Creating community supports that help youth thrive

The reality is that not all youth have the guidance that they need to make positive choices, develop good habits, and create goals for the future. They are critical life skills that have far-reaching effects and are needed during a critical time in teens’ lives. CCPYDC recognizes that right support can make all the difference. One successful story is at the local PAL where small additions to existing programming has had a big impact on more than 100 local youth who have completed at least one of the four educational trainings.

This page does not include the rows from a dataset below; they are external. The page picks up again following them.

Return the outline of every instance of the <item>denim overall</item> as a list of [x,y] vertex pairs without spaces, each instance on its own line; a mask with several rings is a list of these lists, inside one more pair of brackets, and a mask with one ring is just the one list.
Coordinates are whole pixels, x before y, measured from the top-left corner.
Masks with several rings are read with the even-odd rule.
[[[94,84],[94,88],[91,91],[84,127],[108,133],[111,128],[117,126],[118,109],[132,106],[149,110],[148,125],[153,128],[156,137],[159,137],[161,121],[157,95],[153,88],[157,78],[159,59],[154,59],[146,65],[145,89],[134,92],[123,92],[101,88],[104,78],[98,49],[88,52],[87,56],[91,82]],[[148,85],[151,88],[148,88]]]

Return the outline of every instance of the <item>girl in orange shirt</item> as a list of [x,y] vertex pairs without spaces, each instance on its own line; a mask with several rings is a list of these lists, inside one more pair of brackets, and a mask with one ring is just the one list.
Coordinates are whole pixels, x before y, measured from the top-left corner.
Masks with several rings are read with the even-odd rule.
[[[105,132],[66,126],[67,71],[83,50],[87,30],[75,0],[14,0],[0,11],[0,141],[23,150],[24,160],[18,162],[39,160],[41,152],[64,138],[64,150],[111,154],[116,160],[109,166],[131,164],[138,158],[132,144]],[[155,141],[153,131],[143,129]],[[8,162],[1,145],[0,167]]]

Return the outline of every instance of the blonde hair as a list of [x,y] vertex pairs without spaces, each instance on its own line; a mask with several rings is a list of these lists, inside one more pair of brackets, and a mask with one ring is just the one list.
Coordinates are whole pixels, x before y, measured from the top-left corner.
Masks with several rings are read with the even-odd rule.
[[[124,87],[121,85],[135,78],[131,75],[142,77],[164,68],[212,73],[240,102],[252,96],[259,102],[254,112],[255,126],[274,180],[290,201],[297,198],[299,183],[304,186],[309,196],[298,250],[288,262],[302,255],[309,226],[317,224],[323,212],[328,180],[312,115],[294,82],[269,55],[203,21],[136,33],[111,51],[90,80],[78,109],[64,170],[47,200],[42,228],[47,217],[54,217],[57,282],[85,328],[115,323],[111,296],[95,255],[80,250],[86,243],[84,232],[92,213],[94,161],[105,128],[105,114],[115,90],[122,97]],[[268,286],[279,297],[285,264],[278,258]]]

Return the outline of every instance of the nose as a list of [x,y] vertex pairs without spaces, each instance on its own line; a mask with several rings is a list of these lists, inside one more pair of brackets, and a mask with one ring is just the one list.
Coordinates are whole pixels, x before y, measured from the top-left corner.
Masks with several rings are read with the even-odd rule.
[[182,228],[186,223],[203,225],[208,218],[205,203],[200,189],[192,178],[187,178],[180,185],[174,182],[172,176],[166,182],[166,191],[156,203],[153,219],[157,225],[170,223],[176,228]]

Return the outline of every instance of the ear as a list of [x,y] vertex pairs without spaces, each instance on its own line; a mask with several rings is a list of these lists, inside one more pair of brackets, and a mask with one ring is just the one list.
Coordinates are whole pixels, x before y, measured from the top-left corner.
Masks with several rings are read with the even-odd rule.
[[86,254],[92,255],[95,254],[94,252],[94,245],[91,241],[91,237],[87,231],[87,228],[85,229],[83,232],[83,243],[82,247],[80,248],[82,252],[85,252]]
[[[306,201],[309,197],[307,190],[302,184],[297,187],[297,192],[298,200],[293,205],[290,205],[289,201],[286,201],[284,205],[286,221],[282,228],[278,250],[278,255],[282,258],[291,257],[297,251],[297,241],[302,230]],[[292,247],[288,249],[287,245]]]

  • PAL Life Skills: The PAL Life Skills idea was born from anecdotal information from the Millville Police Department that a concerning percentage of their PAL youth are also being arrested/getting into trouble. The idea was to add programming to the sporting/recreational activities of the PALs. In the summer of 2018, the Cumberland County PALs with help from community resources started to implement a variety of life skills. These life skills include; Safe Dating and Healthy Relationships, Job Readiness, Financial Literacy, and Life after High School.
  • Barbershop Books: Barbershop Books is a community-based program that creates child-friendly reading spaces in barbershops and provides early literacy training to barbers across America. Currently, Cumberland County has over 5 participating barbershops.
  • Summer Feeding Program: The USDA 2015 Summer Food Service Program has been significantly expanded in Cumberland County as a result of the efforts of the Cumberland County Positive Youth Development Coalition. The Program is aimed at providing the community with an ample supply of food and meals thought the summer.
  • Realities of Technologies Campaign: CCPYDC has worked with members from local high schools to put together a campaign focused on the dangers of technological advances. This campaign consists of a PSA explaining the dangers of sexting. As well as a social media resource guide to educate parents on commonly used social media applications and texting language.